Data, Drives, and Donuts

A personal blog about some hobbies of mine.

Vacation Project: Self-Healing Data Stream

June 16, 2020

Yesterday I started a two-week vacation from Amazon Web Services. While I am excited to take a break, I want to use some of this time to play with AWS technologies I have not yet used. I wanted to go beyond tutorials so I came up with a small project: a self-healing data stream. I will create routine data streams that are processed continuously to create downstream facts and aggregations. The challenge is that the data capture mechanism has an intentional flaw may result in incomplete data sets being used by downstream clients.

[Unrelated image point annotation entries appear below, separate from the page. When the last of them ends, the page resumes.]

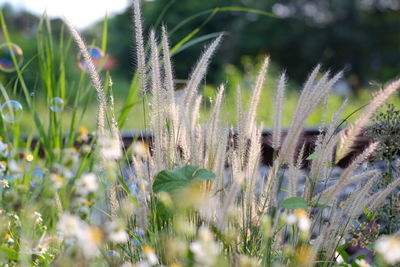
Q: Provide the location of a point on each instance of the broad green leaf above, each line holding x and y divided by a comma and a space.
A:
295, 203
170, 180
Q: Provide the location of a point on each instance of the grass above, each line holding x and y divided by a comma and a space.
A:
191, 199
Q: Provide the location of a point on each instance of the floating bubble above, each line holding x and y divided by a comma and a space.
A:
7, 50
7, 177
37, 177
56, 104
113, 255
96, 55
11, 111
138, 188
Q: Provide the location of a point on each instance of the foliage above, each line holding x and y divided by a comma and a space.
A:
197, 196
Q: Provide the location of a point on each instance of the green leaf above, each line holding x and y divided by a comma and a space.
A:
295, 203
170, 180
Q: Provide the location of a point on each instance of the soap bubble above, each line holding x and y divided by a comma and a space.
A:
56, 104
96, 54
113, 255
37, 177
6, 52
11, 111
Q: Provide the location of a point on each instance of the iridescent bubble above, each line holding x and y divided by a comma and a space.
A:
11, 111
138, 188
8, 178
96, 55
56, 104
7, 50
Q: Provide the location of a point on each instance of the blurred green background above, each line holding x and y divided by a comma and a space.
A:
360, 37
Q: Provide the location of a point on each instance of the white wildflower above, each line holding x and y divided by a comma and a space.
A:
205, 250
3, 149
4, 183
150, 255
38, 216
57, 179
389, 248
339, 258
69, 226
3, 166
87, 184
9, 238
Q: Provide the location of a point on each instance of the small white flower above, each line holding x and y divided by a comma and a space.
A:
87, 184
362, 263
205, 250
339, 258
389, 248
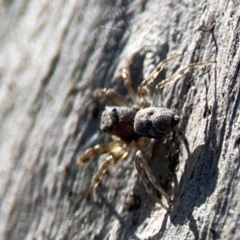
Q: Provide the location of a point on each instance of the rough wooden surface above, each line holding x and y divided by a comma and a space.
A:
47, 48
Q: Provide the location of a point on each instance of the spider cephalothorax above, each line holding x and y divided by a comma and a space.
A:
133, 125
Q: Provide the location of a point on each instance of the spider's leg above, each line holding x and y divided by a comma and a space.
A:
148, 179
180, 73
112, 158
128, 85
143, 87
112, 95
98, 150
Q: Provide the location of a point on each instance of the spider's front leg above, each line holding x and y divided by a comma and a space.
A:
98, 150
112, 158
148, 180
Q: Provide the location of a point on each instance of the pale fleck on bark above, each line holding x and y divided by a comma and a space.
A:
50, 47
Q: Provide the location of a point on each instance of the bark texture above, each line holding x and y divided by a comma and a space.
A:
50, 47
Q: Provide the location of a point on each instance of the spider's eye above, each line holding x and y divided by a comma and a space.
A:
109, 119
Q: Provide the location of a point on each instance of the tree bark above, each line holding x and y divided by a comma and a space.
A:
54, 54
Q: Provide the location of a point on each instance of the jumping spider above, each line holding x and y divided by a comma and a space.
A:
134, 125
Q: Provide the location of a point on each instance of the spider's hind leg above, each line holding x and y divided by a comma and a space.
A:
112, 95
143, 87
178, 75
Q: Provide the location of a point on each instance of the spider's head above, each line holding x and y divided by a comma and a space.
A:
154, 122
119, 122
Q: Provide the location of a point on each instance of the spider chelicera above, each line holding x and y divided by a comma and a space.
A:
133, 125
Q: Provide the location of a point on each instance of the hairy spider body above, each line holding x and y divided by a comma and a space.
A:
134, 125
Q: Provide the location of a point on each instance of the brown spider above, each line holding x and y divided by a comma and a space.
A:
134, 125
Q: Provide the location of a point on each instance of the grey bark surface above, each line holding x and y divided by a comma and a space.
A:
48, 48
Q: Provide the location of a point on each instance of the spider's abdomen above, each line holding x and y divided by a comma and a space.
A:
119, 121
154, 122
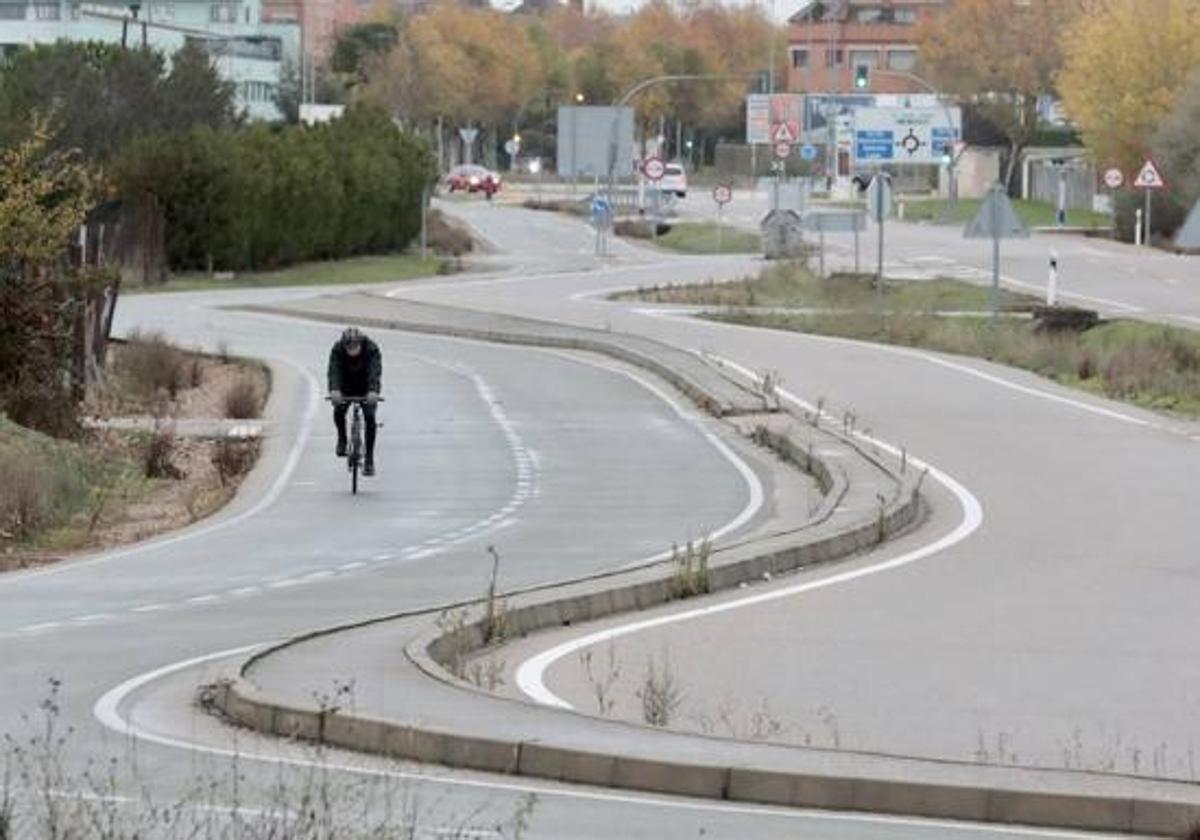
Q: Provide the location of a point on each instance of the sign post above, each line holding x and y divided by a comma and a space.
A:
468, 142
879, 207
723, 193
1150, 179
996, 220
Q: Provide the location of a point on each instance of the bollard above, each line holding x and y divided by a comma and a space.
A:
1053, 282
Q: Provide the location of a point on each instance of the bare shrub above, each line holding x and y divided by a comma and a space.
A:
233, 459
241, 400
153, 365
25, 497
660, 693
159, 453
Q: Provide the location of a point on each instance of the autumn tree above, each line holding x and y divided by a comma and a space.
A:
45, 196
1000, 57
1127, 63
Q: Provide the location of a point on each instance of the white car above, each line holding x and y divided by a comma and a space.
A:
675, 180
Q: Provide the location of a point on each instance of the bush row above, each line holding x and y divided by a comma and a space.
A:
262, 197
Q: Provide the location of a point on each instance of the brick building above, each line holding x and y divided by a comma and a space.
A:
829, 39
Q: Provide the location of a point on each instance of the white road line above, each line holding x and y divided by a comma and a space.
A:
39, 628
532, 672
107, 711
273, 495
150, 607
1099, 411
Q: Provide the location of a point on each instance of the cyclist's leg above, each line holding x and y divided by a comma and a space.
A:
340, 424
370, 423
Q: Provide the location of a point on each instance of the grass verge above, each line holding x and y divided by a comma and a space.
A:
385, 269
1032, 214
790, 286
1146, 365
709, 238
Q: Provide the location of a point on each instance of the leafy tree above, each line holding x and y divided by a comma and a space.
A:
1127, 63
359, 42
1176, 144
101, 96
45, 196
1000, 58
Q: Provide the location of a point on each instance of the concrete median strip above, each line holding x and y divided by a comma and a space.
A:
448, 720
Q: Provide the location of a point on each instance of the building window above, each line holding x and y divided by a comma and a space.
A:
903, 59
864, 58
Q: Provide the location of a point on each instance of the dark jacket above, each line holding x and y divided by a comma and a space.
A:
355, 376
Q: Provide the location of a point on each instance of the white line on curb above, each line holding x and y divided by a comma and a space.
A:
532, 672
108, 712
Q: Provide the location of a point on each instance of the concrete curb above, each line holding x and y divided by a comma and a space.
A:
432, 652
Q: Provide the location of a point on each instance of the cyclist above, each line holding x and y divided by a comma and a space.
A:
355, 369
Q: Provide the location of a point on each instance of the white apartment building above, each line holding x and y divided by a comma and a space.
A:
247, 52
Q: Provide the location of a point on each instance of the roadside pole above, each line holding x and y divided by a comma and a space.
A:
996, 220
1150, 179
425, 222
879, 203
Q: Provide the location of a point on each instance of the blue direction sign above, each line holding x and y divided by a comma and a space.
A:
874, 145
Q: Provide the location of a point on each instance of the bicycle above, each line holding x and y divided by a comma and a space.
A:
355, 450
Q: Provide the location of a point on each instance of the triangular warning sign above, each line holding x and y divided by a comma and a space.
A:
1149, 177
996, 219
783, 133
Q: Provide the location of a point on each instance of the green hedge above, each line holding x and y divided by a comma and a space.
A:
262, 197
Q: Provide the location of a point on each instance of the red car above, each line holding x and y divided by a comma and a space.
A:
471, 178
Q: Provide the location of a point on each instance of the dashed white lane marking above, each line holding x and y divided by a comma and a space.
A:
531, 675
108, 712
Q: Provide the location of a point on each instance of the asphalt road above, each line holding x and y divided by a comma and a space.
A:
1056, 634
487, 445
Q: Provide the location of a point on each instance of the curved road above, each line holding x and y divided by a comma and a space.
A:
487, 445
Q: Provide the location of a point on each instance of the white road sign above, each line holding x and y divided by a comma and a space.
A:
905, 135
1149, 177
654, 168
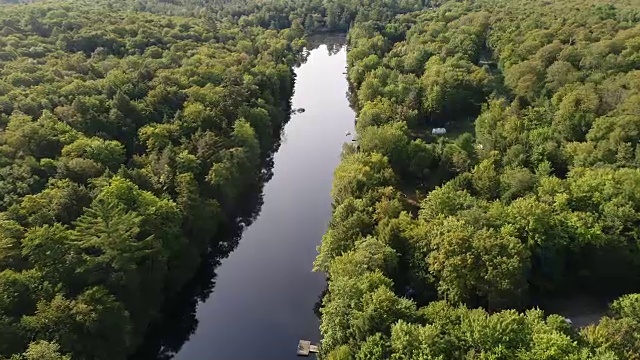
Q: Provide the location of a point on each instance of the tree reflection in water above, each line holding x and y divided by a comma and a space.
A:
167, 336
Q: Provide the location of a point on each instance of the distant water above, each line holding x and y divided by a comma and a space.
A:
264, 294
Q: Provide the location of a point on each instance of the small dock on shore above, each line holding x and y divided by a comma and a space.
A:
305, 348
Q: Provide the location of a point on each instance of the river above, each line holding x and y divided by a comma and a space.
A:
264, 294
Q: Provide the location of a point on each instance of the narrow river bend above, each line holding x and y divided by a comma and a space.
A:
265, 291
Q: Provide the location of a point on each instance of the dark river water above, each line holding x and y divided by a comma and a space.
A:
263, 298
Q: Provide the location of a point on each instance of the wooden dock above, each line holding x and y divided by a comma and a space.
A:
305, 348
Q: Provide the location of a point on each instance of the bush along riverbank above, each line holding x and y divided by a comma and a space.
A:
439, 244
128, 140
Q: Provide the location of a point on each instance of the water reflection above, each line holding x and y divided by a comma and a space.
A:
256, 295
166, 337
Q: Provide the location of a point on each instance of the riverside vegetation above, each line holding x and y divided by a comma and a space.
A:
127, 129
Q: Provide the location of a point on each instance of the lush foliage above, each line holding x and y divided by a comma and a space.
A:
531, 194
127, 139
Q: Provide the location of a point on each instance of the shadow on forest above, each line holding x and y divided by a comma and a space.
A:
166, 337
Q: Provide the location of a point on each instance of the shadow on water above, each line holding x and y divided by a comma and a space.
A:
178, 321
166, 337
333, 42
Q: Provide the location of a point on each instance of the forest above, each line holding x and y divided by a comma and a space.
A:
128, 141
130, 132
441, 247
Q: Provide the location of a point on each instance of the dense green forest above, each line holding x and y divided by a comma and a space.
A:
131, 131
128, 140
531, 194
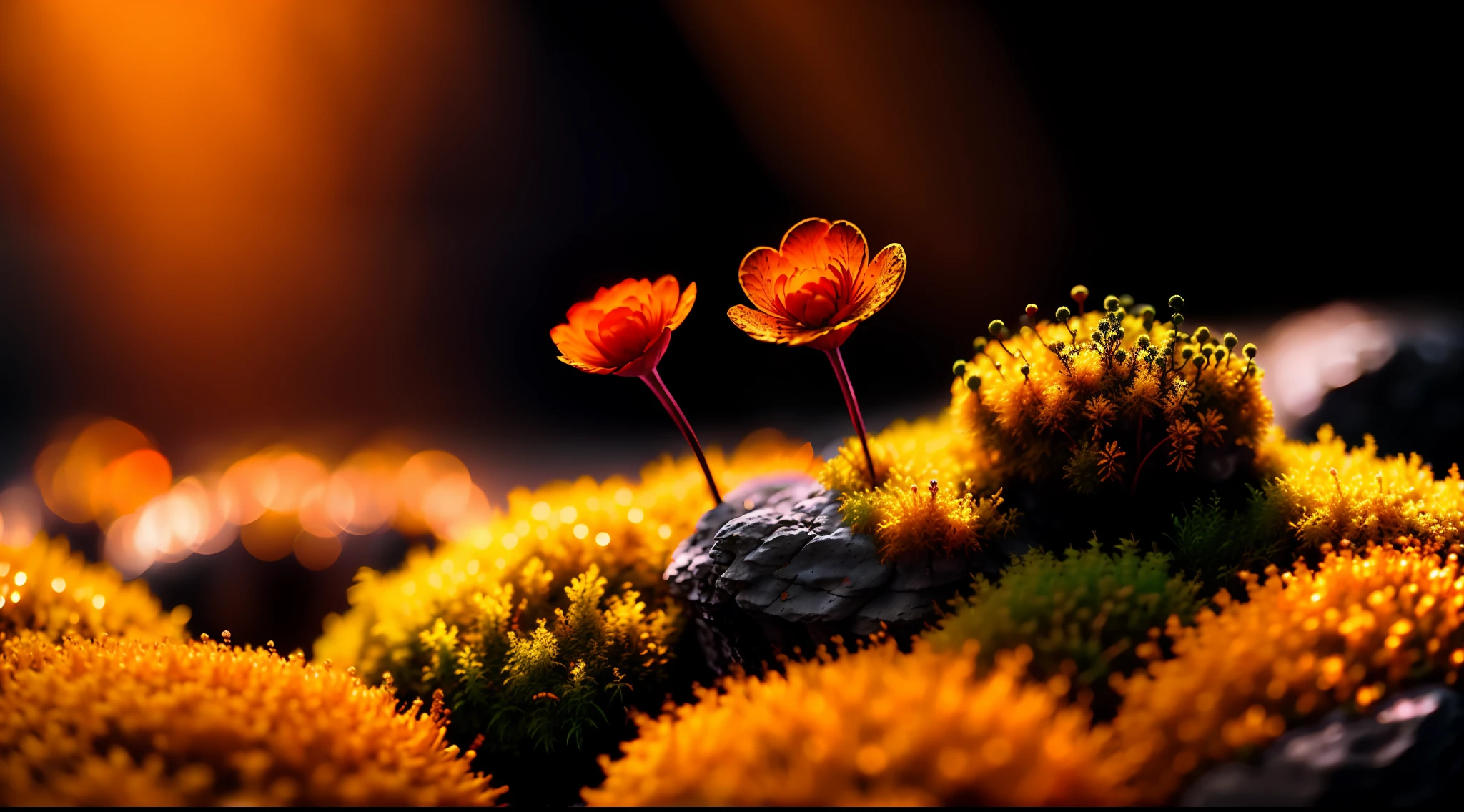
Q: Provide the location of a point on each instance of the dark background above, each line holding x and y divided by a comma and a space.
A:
1257, 160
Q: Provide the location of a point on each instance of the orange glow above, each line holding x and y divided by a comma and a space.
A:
315, 515
417, 477
131, 480
72, 476
19, 515
317, 552
624, 330
362, 496
271, 536
817, 286
207, 167
267, 499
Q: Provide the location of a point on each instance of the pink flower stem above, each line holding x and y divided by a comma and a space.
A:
836, 359
680, 419
1134, 489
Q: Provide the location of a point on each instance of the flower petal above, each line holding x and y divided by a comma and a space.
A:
573, 342
688, 297
662, 304
758, 274
761, 325
583, 366
804, 243
848, 249
828, 338
649, 359
880, 282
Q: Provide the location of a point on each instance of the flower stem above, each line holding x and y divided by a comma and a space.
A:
680, 419
836, 359
1134, 489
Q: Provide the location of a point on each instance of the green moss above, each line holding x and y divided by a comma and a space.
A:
1212, 545
1084, 615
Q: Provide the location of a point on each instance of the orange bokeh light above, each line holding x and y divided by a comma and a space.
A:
422, 476
129, 482
109, 473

This requires building an “auditor” to step in, analyze the data sets, and take corrective actions if data quality is impaired.

Planned Data Operations

I will eventually draw a proper diagram, but here is the hand drawn diagram that has helped me shaped up this project:

basicdatadiagram

High level operations includes:

  • Data Acquisition: Pull some financial stock data on a regular cadence (hour? minute? exact timing TBD), write the payloads into a data stream, store the at rest in S3, then use data lake technologies to enable analytics and downstream processing.
  • Data Transformation: Continuously read from the data lake to transform granular data into data sets representing new facts and aggregations. This involves repartitioning the data into partitions that better align with downstream queries (eg: partition by stock symbol as opposed to ingestion time).
  • Data Validation: Start an audit process to learn the current state of data quality. Should data quality be impaired, then the audit process should kick off:
    • Data Repair: Reuse the Data Acquisition steps to obtain any missing data chunks.
    • Data Resynthesis: Reuse the Data Transformation steps to rematerialize transformed data sets impacted by the repair operation.
    • Alarm: Fire an alarm if repair and/or resynthesis attempts fail or exhaust their retry attempt count.

Planned Technologies

Starting Point

I have been using Finnhub’s API for obtaining stock data. Per the API documentation, I can get live stock quotes or I can get “candle” data to grab historical quotes.

Right now I am experimenting with a local client to get an understanding on how the API responds. Once I get something basic written to move data from the API to a data stream, I will move the code to Github and blog my progress.

I suspect much of this will change along the way… so here we go!